I am currently trying to get into calculus of variation for a course of Image processing. In the lecture we learned that a smooth function u[a,b]->R that minimises: $$\int_a^b F(x,u,u') dx $$ satisfies the Euler-Lagrange equation $$F_{u}-\frac{d}{dx}F_{u'}=0$$
Okay, now i have an excericse in which the given F(x,u,u') equals $$ F(x,u,u')=\frac{1}{2}(u-f)^2+\alpha*\lambda^2*\sqrt{1+u_{x}^2/\lambda^2}$$
I then calculated $$F_{u}=u-f$$ and $$F_{ux} = \alpha *\lambda^2*\frac{1}{2\sqrt{1+u_x^2/\lambda^2}}*\frac{2u_x}{\lambda^2}=\frac{\alpha*u_x}{\sqrt{1+u_x^2/\lambda^2}}$$
Assuming that this is right I then get with the Euler-Lagrange Formula:
$$0=F_u -\frac{d}{dx}F_{ux}=u-f-\frac{d}{dx}(\frac{\alpha*u_x}{\sqrt{1+u_x^2/\lambda^2}})$$
And here my problems start by calculating the second part of this equation: $$\frac{d}{dx}(\frac{\alpha*u_x}{\sqrt{1+u_x^2/\lambda^2}})=\alpha*\frac{d}{dx}(\frac{u_x}{\sqrt{1+u_x^2/\lambda^2}}) = \alpha*\frac{\frac{d}{dx}(u_x)*\sqrt{1+u_x^2/\lambda^2}-u_x*\frac{d}{dx}(\sqrt{1+u_x^2/\lambda^2})}{1+\frac{u_x^2}{\lambda^2}}$$
Now I feel like i have problem understanding the basics. $u_x$ should be the partial derivative of u with respect to x.

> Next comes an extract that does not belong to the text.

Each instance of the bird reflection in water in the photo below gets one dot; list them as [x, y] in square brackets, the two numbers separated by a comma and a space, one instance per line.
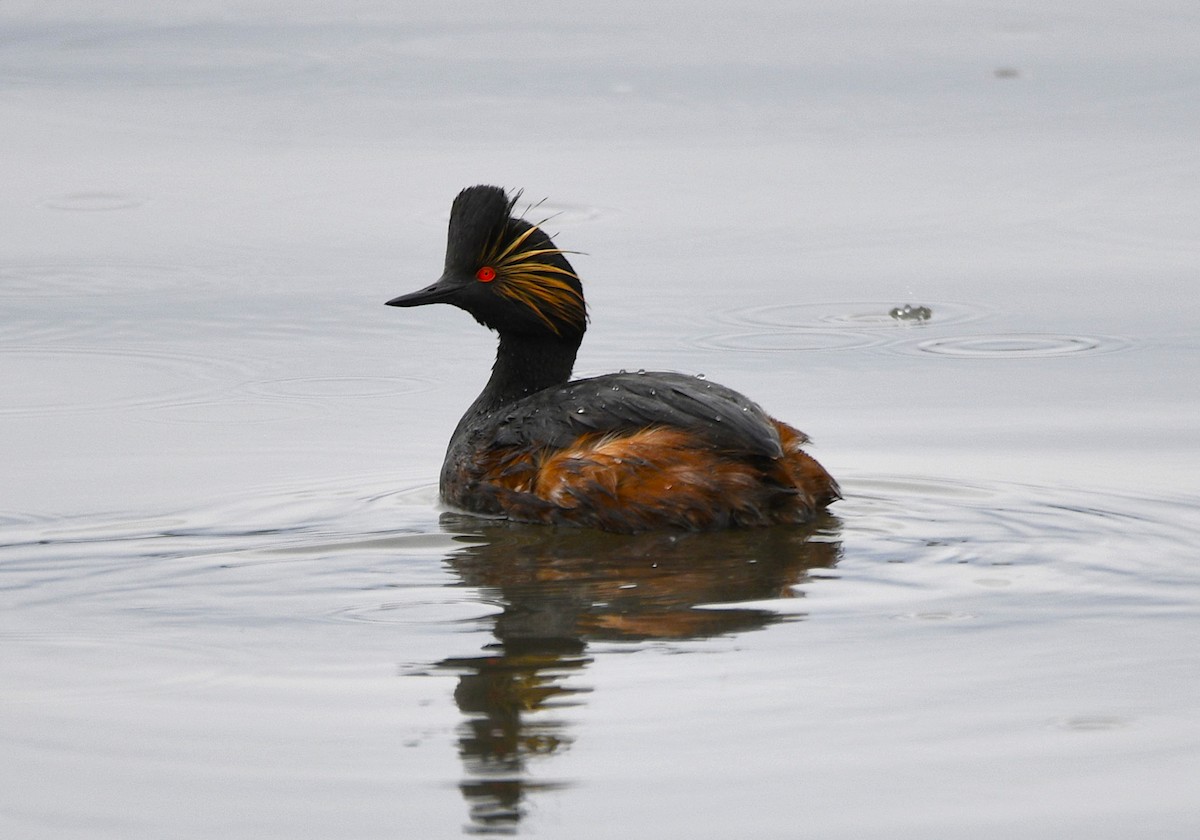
[562, 589]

If i now take the "normal" derivative will i get the second order partial derivative? So is $\frac{d}{dx}(u_x) = u_{xx}$? And if i want to calculate $\frac{d}{dx}(\sqrt{1+u_x^2/\lambda^2})$ can I just assume that $u_x^2$is a normal variable or do I have to be carefull because basically $u_x$ is the partial derivative of a function?
Thanks for reading my question.
Max
Just assume $u_x$ is a normal variable and $\frac{\mathrm{d} }{\mathrm{d} x} (u_x) = u_{xx}$. Notice that u(x) is a function of one variable.